"Kenapa kamu diam Bastian? Apakah Luna tidak akan bangun lagi?" tanya Cesi dengan mata yang memerah karena menangis. Ia masih belum bisa meredakan tangisnya, masih ada sisa-sisa tangis yang terdengar dari mulutnya. Cesi masih sesenggukan karena ia sangat sedih melihat kondisi sahabatnya yang terbaring lemah di dalam ruangan IGD Rumah Sakit SMA Bintang. Bagaimana nasib Luna? pikir Cesi dalam hatinya.
"Aku yakin jika Luna pasti akan bangun lagi. Aku yakin jika Luna baik-baik saja, kamu tenang saja Cesi, semuanya akan baik-baik saja." ucap Bastian berusaha meyakinkan Cesi, walaupun ia sendiri tidak yakin jika apa yang ia katakan akan benar-benar terjadi. Bastian sendiri tidak yakin jika Luna baik-baik saja, mengingat kondisi Luna yang seperti tadi, ia sendiri jadi takut jika ia memberikan harapan palsu pada Cesi. Tapi bukan kah mengatakan jika semuanya baik-baik saja itu lebih baik?
"Kamu tidak berbohong kan Bastian?" tanya Cesi dengan raut wajah ragu dan mulai mengusap sisa-sisa air mata di pipinya.

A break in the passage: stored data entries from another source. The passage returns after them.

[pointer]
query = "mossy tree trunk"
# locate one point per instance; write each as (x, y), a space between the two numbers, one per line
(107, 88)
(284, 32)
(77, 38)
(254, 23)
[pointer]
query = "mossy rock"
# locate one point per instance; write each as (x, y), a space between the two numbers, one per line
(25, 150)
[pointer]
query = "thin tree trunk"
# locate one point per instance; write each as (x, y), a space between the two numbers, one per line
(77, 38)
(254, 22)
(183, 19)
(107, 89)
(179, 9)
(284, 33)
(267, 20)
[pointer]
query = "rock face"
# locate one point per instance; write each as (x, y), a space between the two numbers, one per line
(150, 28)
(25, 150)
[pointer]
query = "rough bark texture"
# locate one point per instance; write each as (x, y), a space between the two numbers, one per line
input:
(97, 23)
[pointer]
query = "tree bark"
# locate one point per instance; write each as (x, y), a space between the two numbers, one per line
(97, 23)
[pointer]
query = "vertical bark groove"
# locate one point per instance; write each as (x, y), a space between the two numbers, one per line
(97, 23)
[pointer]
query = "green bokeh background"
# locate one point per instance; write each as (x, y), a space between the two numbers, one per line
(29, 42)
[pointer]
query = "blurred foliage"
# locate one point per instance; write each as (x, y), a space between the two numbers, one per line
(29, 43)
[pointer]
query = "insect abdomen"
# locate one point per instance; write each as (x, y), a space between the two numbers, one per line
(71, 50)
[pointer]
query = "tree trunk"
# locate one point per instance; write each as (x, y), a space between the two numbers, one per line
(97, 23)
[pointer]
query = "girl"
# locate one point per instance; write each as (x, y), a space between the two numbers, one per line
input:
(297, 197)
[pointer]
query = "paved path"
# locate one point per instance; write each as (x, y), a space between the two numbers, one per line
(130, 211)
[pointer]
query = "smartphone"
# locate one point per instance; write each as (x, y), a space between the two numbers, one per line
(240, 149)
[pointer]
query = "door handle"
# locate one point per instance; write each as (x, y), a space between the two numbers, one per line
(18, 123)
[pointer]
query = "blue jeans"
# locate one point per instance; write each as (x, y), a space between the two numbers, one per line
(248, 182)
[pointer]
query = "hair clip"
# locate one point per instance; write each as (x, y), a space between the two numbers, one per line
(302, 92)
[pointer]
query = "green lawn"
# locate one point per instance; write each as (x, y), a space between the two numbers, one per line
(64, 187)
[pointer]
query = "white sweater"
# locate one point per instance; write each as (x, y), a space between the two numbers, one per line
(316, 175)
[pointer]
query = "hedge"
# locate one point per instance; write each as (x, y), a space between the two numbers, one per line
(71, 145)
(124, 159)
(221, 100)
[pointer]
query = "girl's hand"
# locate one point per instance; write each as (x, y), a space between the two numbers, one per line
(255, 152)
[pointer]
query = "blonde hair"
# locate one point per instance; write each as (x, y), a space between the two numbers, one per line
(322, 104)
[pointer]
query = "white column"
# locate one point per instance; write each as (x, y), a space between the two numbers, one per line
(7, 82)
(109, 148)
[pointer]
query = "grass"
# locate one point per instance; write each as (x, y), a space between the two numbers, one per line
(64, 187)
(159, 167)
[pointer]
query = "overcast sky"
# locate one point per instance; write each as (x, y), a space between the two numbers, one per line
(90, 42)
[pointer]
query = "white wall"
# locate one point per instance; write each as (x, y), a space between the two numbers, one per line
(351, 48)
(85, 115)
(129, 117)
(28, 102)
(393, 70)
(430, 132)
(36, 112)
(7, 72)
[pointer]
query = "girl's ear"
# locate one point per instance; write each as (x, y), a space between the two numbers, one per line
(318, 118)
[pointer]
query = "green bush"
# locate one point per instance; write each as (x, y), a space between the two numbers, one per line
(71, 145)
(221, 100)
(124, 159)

Jujur saja, Cesi tak bisa berhenti menangis. Ia masih teringat dengan darah-darah yang membasahi baju seragam SMA Luna, mimisan Luna sangatlah parah.
"Aku tidak berbohong Cesi, percayalah padaku bahwa Luna akan baik-baik saja. Lebih baik kita doakan saja Luna supaya cepat siuman." ucap Bastian dengan nada sedikit melemah, ia merasa bersalah, ia merasa bahwa dirinya adalah pembohong besar karena telah membohongi Cesi tentang keadaan Luna. Tapi dibalik itu semua, Bastian melakukan ini karena terpaksa, ia tak mau membuat Cesi semakin bersedih jika tahu keadaan Luna sebenarnya sedang kritis.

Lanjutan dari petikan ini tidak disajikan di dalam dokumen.